BMG partners Anzon Australia and Beach Petroleum said oil production was the most profitable part of the project and the decision to delay investment in the gas phase was made after further consideration of oil development needs.
These include committing to a larger floating production storage and offtake vessel to replace the Crystal Ocean FPSO and the Basker Spirit shuttle tanker.
The agreement with Alinta to supply 225 petajoules of gas over a primary term of 15 years, beginning in 2009, was conditional on the final investment decision being made by the end of this month.
Alinta has now begun assessing the options available to it following the lapsing of what was a key contractual arrangement for the proposed 200MW power station.
Alinta Energy executive general manager Jim Hennessy said the options included building the project in stages or deferring its until a new gas supply agreement could be negotiated with other producers.
"The decision by Beach Petroleum and Anzon not to proceed with the development of the Basker Manta and Gummy gas field is disappointing," Hennessy said.
"This is a significant setback to the Tamar Valley Power Station project and Alinta is now carefully considering all the options available to it in terms of meeting the needs of the Tasmanian energy market."
One option was to defer the project completely until a new gas supply agreement could be negotiated, according to Alinta.
Another option, given the strong demand for peaking generation in the National Electricity Market, was to continue with the construction of the 180 MW of back-up plant while Alinta investigated a way to proceed with the 200 MW combined cycle project.
Hennessy said the lapsing of the gas supply agreement did not necessarily mean the purchase of the Bell Bay site and turbines would not continue.
Meanwhile, the BMG joint venturers have said they expected to commit to a gas development within the next 12 months with any future gas off-take arrangements to complement the oil development plan.
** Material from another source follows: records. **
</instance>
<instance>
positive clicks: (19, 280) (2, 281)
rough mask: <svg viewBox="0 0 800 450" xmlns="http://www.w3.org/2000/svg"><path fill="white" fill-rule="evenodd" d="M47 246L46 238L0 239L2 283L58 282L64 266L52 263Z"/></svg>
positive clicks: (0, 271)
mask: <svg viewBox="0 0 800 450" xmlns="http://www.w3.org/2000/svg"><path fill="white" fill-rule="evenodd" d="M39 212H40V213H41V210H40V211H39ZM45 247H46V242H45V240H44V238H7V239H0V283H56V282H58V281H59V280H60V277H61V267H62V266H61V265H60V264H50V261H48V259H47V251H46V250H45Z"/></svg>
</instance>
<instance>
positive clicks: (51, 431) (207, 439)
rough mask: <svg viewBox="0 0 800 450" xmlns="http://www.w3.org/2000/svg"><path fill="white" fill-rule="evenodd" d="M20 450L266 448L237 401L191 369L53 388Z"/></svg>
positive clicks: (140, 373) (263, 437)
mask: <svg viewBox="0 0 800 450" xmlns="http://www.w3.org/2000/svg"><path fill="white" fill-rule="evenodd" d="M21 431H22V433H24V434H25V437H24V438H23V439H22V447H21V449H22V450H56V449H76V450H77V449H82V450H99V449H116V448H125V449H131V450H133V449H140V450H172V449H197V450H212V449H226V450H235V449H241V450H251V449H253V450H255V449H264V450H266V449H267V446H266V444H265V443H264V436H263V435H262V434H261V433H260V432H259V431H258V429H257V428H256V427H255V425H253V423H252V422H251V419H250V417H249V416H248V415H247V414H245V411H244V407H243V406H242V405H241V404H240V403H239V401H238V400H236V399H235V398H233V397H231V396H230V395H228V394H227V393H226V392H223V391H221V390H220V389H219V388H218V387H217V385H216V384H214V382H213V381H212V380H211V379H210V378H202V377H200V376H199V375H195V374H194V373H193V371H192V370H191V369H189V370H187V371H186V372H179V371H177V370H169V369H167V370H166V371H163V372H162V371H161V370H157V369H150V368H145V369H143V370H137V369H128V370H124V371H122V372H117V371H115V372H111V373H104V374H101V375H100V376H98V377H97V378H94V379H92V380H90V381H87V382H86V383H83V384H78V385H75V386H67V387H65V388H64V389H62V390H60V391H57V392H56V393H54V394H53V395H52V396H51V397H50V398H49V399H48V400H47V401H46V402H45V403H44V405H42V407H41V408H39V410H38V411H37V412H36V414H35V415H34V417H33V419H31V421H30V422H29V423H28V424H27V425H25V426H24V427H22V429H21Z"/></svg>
The duo said the Basker-6 oil development well is scheduled to be drilled in the first quarter of 2008 while progress is being made on securing a rig for further oil development in 2008-09.
This is also likely to include gas appraisal and oil exploration work.
Development of the BMG project began less than two years ago, with a focus on producing oil from the Basker and Manta fields, based on initial proved and probable (2P) reserves estimates of about 23 million barrels.
But new wells drilled in 2006 have lifted expectations of its potential, with 2P oil reserves now at nearly 40MMbbl and a nearly quadrupled estimate of the gas condensate resource.